CODEWITHSUNDEEP
c++arraysfunctionpointersinitialization
user1000107
user1000107

Reputation: 415

initialize array passed by pointer

The function cannot initialize an array because sizeof() returns bytes of an int pointer not the size the memory pointed by myArray. 

 void assignArray(int *myArray)
 {
     for(int k = 0; k < sizeof(myArray); ++k)
     {
         myArray[k] = k;
     }
 }

Are there other problems ?

Thanks

Upvotes: 0

Views: 269

Answers (3)

Shahbaz
Shahbaz

Reputation: 47493

There are two types of arrays you should be able to distinguish. One looks like this:

type name[count];

This array is of type type[count] which is a different type for each count. Although it is convertable to type *, it is different. One difference is that sizeof(name) gives you count*sizeof(type)

The other type of array looks like this:

type *name;

Which is basically just a pointer that you could initialize with an array for example with malloc or new. The type of this variable is type * and as you can see, there are no count informations in the type. Therefore, sizeof(name) gives you the size of a pointer in your computer, for example 4 or 8 bytes.

Why are these two sizeofs different, you ask? Because sizeof is evaluated at compile time. Consider the following code:

int n;
cin >> n;
type *name = new type[n];

Now, when you say sizeof(name), the compiler can't know the possible future value of n. Therefore, it can't compute sizeof(name) as the real size of the array. Besides, the name pointer might not even point to an array!

What should you do, you ask? Simple. Keep the size of the array in a variable and drag it around where ever you take the array. So in your case it would be like this:

void assignArray(int *myArray, int size)
{
    for(int k = 0; k < size; ++k)
    {
        myArray[k] = k;
    }
}

Upvotes: 0

Peter Alexander
Peter Alexander

Reputation: 54270

Well no, there are no other problems. The problem you stated is the only thing stopping you from initialising the array.

Typically, this is solved by simply passing the size along with the pointer:

void assignArray(int* myArray, std::size_t mySize)
{
    for (std::size_t k = 0; k < mySize; ++k)
        myArray[k] = k;
}

Note that I've used std::size_t for the size because that is the standard type for storing sizes (it will be 8 bytes of 64-bit machines, whereas int usually isn't).

In some cases, if the size is known statically, then you can use a template:

template <std::size_t Size>
void assignArray(int (&myArray)[Size])
{
    for (std::size_t k = 0; k < Size; ++k)
        myArray[k] = k;
}

However, this only works with arrays, not pointers to allocated arrays.

int array1[1000];
int* array2 = new int[1000];
assignArray(array1); // works
assignArray(array2); // error

Upvotes: 6

Mooing Duck
Mooing Duck

Reputation: 66912

I don't see other problems.
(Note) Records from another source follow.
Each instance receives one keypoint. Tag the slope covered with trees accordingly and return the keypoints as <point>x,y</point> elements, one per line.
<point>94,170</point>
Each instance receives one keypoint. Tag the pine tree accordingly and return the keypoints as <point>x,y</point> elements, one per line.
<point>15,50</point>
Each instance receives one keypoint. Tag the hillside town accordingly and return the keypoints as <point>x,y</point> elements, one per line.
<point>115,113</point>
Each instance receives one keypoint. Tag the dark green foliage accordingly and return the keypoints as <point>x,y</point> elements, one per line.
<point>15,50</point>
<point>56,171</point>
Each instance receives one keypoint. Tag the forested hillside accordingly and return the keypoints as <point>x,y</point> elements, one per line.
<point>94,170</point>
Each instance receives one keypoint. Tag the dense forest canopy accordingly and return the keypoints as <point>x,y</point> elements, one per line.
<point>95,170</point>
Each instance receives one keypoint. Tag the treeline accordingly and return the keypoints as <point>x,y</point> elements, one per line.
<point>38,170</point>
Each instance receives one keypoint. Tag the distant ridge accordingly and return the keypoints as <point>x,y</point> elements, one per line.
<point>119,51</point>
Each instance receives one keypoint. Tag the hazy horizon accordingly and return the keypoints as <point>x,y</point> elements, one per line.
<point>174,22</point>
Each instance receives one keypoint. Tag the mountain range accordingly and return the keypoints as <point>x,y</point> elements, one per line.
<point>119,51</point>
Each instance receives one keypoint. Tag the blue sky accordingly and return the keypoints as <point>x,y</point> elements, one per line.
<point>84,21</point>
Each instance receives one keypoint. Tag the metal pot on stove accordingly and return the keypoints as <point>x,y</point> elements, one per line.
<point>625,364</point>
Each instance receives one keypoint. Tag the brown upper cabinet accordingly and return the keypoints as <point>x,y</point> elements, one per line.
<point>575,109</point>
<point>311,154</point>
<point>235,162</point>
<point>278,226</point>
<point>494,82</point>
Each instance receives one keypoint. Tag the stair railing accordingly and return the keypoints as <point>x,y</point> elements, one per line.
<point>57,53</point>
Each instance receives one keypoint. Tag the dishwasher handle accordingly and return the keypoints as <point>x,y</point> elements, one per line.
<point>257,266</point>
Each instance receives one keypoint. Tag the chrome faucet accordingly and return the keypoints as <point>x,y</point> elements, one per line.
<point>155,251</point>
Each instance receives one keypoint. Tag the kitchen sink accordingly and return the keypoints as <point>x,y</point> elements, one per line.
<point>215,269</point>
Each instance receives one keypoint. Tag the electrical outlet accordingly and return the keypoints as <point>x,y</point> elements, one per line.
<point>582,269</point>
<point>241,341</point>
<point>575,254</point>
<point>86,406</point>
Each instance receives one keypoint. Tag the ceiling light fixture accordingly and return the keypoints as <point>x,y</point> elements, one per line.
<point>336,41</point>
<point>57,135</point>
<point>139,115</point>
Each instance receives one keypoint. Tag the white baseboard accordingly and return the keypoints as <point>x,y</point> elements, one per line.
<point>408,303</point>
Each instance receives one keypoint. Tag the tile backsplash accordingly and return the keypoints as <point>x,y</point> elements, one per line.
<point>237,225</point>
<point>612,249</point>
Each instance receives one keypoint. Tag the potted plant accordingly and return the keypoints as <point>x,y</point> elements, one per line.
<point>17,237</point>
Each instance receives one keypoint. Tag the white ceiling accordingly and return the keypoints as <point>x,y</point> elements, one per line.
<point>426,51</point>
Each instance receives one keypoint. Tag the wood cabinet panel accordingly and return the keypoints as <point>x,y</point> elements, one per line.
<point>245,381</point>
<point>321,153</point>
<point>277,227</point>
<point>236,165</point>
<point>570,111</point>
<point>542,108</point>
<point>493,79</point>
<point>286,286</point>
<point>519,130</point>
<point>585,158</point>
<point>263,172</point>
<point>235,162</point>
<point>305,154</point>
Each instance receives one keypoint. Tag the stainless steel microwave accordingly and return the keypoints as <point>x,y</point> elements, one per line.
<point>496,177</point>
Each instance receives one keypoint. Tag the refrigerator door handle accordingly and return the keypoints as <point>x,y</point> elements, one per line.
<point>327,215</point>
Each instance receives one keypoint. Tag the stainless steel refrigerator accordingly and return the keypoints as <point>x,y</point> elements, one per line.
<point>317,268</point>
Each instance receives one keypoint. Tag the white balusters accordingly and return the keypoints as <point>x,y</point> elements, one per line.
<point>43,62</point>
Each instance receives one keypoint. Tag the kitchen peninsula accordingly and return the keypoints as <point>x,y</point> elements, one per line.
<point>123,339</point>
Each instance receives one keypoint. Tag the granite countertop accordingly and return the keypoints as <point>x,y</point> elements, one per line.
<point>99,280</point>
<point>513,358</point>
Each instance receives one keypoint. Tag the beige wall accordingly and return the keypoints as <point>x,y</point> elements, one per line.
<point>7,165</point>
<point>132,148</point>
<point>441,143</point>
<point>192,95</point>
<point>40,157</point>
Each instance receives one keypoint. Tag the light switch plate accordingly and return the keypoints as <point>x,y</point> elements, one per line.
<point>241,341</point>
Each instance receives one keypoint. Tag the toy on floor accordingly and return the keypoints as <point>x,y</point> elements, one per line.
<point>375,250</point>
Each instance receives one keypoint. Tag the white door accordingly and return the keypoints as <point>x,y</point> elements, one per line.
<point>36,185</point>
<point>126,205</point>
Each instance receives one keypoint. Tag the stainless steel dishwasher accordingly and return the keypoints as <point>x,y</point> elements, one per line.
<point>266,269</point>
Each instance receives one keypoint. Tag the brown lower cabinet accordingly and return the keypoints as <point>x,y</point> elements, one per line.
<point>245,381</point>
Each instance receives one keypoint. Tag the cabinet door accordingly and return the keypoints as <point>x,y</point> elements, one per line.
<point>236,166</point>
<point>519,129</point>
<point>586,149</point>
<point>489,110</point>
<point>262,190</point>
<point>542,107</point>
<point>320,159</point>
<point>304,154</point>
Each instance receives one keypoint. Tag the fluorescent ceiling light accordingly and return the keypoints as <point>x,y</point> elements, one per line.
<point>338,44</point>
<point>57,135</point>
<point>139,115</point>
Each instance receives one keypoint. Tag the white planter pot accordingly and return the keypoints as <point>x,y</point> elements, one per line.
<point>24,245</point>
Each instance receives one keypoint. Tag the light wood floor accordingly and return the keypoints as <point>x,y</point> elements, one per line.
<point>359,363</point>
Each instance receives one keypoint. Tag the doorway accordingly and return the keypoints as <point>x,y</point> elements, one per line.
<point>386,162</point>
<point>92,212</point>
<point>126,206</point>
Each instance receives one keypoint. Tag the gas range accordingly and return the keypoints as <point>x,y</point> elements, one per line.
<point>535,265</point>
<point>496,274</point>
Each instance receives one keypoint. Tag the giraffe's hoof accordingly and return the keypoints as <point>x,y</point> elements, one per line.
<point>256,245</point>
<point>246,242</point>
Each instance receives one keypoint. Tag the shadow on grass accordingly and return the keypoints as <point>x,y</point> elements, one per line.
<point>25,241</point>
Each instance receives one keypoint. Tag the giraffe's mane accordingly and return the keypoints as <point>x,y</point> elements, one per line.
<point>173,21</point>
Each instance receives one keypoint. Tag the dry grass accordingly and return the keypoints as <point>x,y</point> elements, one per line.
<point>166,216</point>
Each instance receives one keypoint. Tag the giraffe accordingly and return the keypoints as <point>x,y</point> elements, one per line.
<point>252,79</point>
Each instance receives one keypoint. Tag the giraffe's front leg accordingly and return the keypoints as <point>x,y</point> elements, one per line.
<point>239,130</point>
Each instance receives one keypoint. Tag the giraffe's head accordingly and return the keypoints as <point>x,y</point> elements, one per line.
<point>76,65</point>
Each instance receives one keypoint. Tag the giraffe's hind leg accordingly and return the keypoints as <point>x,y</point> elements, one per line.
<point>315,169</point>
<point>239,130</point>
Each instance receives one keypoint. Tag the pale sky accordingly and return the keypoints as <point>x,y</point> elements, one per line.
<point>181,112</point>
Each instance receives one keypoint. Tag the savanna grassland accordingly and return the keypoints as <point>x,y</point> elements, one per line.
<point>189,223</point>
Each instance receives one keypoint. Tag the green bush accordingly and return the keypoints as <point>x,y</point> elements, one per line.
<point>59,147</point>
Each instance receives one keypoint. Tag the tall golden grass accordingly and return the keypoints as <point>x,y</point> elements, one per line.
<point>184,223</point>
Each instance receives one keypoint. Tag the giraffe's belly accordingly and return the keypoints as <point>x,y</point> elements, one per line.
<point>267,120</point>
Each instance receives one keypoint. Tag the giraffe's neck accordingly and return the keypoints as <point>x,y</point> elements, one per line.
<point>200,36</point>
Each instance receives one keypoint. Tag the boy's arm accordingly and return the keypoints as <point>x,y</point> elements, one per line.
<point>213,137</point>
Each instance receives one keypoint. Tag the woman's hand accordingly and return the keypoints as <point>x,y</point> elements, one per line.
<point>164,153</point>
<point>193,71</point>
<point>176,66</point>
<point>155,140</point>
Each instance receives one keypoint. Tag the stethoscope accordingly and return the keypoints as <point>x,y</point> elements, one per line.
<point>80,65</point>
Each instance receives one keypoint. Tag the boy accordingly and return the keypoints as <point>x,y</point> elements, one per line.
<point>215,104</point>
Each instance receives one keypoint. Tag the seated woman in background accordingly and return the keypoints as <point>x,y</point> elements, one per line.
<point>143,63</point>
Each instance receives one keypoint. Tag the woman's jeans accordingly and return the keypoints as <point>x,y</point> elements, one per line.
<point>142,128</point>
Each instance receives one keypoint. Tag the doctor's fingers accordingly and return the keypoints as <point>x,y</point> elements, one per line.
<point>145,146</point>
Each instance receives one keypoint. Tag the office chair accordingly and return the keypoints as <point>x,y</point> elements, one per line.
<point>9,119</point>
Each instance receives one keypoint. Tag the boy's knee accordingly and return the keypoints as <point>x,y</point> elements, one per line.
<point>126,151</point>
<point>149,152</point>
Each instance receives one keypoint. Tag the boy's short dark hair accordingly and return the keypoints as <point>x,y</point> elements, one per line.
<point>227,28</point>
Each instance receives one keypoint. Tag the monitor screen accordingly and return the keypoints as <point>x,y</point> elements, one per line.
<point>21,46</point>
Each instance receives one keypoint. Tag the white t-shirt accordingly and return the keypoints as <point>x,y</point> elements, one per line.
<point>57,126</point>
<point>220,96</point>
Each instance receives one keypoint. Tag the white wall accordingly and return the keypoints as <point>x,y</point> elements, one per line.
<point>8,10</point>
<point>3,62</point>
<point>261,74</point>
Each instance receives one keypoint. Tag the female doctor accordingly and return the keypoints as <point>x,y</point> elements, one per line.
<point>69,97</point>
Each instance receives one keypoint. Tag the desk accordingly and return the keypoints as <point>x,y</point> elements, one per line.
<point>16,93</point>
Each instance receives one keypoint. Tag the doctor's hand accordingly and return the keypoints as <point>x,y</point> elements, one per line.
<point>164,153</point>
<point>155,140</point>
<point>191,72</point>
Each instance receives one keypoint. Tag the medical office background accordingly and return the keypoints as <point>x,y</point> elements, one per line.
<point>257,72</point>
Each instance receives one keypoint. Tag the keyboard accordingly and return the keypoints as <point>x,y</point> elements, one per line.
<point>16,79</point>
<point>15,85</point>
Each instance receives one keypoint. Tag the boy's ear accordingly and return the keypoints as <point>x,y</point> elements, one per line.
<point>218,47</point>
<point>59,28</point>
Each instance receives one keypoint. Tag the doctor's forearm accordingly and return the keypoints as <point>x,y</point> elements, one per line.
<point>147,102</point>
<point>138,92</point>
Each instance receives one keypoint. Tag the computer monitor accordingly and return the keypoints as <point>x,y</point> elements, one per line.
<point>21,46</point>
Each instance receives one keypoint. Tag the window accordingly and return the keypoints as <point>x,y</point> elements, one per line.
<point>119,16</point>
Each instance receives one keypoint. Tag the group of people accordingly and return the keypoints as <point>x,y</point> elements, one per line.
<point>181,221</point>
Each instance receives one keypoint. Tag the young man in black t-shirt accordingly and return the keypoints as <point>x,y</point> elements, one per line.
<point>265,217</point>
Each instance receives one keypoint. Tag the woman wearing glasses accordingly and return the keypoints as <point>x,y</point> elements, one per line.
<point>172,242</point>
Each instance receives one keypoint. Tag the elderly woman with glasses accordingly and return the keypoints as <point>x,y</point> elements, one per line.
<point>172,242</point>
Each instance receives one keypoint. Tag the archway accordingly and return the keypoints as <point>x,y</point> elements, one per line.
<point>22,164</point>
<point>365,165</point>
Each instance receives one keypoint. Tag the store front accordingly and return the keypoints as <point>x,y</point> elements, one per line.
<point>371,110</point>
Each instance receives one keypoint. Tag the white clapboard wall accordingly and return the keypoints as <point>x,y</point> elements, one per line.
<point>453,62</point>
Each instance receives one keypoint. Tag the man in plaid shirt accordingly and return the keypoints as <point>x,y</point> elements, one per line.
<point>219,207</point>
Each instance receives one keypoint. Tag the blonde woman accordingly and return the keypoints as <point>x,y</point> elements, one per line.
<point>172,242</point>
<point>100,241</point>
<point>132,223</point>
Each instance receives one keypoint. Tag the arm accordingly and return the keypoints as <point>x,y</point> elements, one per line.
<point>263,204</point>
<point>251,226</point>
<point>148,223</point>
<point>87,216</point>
However, you probably wanted this:

template<int sz>
void assignArray(int (&myArray)[sz])
{
    for(int k = 0; k < sz; ++k)
    {
        myArray[k] = k;
    }
}

Unless, of course, even the compiler doens't know how big it is at compile time. In which case you have to pass a size explicitly. 

void assignArray(int* myArray, size_t sz)
{
    for(int k = 0; k < sz; ++k)
    {
        myArray[k] = k;
    }
}

If you don't know the size, you have a design error.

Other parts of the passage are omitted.